Why not? There was, nowadays, no practical reason why he should scruple to satisfy any and every whim. And so his roughly sketched plan was carried out. With the sole difference that they took Cuffy with them. For, as soon as Nannan heard what was in the wind, she marched downstairs and said bluntly, she did not choose to shoulder the entire charge of Master Cuffy. The child was anyhow but poorly, what with the colds and things he had had since getting here; a walking mass of the fidgets besides; and if now his papa and mamma were going away as well, she guaranteed he’d worry himself, and everybody else, into a nervous fever. Mahony cut short the argument that followed by saying curtly: “We’ll take the youngster with us,” and pooh-poohed Mary’s notion that travelling would be bad for the child. Much less harmful, said he, than staying behind and fretting his heart out. Besides, Ann would be there. Ann could look after him.
And so it came about that Cuffy journeyed in foreign parts, bearing with him, snail-like, all that stood to him for home.
Of these early travels, the most vivid memory he retained was, oddly enough, the trifling one of being wrapped in an opossum-rug and carried in some one’s arms from a train to a ship, and back to a train.

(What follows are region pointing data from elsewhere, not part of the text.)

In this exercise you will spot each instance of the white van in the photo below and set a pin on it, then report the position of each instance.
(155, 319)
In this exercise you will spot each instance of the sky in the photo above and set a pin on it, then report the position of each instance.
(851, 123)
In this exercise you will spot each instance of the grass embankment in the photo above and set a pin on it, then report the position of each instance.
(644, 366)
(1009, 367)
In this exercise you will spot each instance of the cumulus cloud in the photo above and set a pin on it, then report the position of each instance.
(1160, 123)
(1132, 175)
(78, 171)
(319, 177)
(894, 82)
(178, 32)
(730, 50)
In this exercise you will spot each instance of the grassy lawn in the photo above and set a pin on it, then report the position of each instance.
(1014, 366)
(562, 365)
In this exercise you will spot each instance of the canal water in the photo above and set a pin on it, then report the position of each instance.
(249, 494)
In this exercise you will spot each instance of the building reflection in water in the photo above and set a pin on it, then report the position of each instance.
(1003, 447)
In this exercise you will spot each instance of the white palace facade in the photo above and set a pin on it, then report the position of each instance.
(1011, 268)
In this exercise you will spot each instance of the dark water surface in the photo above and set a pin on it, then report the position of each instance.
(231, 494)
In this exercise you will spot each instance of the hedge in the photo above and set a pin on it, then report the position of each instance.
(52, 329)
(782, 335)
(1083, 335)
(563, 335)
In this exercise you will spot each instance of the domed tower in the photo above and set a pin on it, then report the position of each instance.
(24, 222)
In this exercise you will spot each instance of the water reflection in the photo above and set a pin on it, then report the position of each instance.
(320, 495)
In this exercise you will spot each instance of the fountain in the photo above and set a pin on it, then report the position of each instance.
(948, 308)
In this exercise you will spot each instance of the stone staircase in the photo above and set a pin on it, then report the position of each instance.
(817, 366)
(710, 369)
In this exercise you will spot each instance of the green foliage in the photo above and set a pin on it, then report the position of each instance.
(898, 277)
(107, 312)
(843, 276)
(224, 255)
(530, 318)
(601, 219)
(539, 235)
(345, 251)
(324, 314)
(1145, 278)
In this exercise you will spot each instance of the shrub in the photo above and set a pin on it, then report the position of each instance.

But in those buried depths of his mind to which he had normally no access, a whole galaxy of pictures lay stored; and, throughout his life, was the hidden spring that released them touched, one and another would abruptly flash into consciousness. As a small boy they put him in many an awkward fix; for he could never prove what he said, or even make it sound probable; and, at school, among companions whose horizon was bounded north, south, east and west by the bush, they harvested him a lively crop of ridicule and opprobrium. (“A tarnation liar . . . that young Cuffs MAHONY!”) But there WERE houses built in water — somehow he knew it — and bridges with shops on them. Boats with hoods, too, and men who stood up in them to row with a single oar. There WAS a statue so big that you could climb into its nose and sit there, and look out of its eyes: rivers, not red and muddy but apple green; a tower that leaned right over to one side; long-legged birds that built their nests on chimney-tops. — But then again, on the heel of such bold assertions, a sudden doubt would invade the speaker; a doubt whether he had not, after all, only DREAMT these things. With no one to whom he could turn for confirmation, with every object that related to them lost or destroyed, Cuffy, throughout his later boyhood, swung like a pendulum between fact and dream, and was sadly torn in consequence.